Strong year for retail in Langley

Several data sets point to 2019 as a successful year for tourism-related business in Langley.

The 4 percent lodging tax, which applies to hotels and motels where visitors stay, earned a total of $171,827 in 2019, according to information from the city. This tax brought in nearly $15,000 more than the previous year, indicating a steady growth in tourism.

During the second quarter in 2019 (April, May and June), taxable retail sales for the retail industry were around $4.4 million in the Village by the Sea, a 12 percent increase from the previous year, according to the state Department of Revenue.

The category of all taxable retail sales covers a wide spectrum of industries, including construction, manufacturing, accommodations and food service. The retailing industry is a subset consisting of stores that sell such items as gifts, gas, auto parts and general merchandise.

Data for the third and fourth quarters have not yet been reported.

Despite these signs, Chamber of Commerce Director Inge Morascini believes this holiday season may not have been as prosperous for Langley merchants because of a few factors: the shortened selling season between Thanksgiving and Christmas, the Clipper not returning for the “Christmas by the Sea” excursion and, perhaps, First Street construction.

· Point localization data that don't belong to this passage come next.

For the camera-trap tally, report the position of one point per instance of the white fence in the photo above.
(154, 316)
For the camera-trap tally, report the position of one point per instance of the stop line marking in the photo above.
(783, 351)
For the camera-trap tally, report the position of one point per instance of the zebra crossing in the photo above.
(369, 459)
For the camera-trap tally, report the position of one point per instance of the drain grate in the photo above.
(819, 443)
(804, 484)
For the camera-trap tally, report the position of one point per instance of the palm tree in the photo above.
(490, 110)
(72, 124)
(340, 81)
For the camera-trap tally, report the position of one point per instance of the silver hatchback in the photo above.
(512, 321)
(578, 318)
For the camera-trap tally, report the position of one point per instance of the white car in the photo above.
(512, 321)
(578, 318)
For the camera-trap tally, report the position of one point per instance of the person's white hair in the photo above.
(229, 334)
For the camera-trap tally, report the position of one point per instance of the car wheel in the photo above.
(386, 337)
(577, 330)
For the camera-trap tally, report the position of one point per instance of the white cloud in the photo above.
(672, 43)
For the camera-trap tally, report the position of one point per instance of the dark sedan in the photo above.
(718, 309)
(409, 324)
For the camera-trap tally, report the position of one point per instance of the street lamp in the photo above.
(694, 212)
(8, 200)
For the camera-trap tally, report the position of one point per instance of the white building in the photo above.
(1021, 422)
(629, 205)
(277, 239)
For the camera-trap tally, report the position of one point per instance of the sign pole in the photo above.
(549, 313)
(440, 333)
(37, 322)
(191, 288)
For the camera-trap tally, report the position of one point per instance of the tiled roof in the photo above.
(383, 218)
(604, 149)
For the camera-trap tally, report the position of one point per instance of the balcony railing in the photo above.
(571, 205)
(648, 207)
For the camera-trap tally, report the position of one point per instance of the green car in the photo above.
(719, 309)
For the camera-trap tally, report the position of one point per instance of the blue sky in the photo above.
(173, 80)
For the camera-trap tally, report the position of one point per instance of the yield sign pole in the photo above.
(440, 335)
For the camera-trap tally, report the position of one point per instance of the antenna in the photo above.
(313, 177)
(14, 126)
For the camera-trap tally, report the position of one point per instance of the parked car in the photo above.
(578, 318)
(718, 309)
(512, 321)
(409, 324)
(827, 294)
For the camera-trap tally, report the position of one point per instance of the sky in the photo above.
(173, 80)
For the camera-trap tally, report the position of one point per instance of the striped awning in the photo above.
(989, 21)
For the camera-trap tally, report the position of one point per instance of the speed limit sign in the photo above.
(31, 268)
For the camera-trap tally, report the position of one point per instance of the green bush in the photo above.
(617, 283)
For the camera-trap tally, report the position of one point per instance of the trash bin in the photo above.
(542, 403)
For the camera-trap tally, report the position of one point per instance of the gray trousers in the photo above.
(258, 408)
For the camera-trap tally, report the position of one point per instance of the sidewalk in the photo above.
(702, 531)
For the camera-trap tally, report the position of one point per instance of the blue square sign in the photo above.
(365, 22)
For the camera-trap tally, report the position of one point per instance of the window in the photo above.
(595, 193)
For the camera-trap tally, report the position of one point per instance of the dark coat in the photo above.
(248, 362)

“I would surmise that the national trend to online shopping had an effect on retail sales in Langley as well,” Morascini said in an email.

Fred Lundahl, co-owner of Music for the Eyes, said the holiday season had been successful for his store, especially with the milder weather. And located further down First Street, the road construction had little effect on his business.

“As much as I sympathize with my neighbors, we didn’t have troubles with it,” Lundahl said.

Although not a very accurate indicator of tourism because it includes real estate, sales tax revenue also increased to an all-time high, earning nearly $12,000 more than in 2018. The city typically receives tax money two to three months after the money is actually spent.

Monthly totals in December did take a dramatic hit, but this is consistent with previous years. Clerk treasurer Debbie Mahler said this happens because what the city receives in December reflects the sales made in September and October, usually a slower time of year for businesses.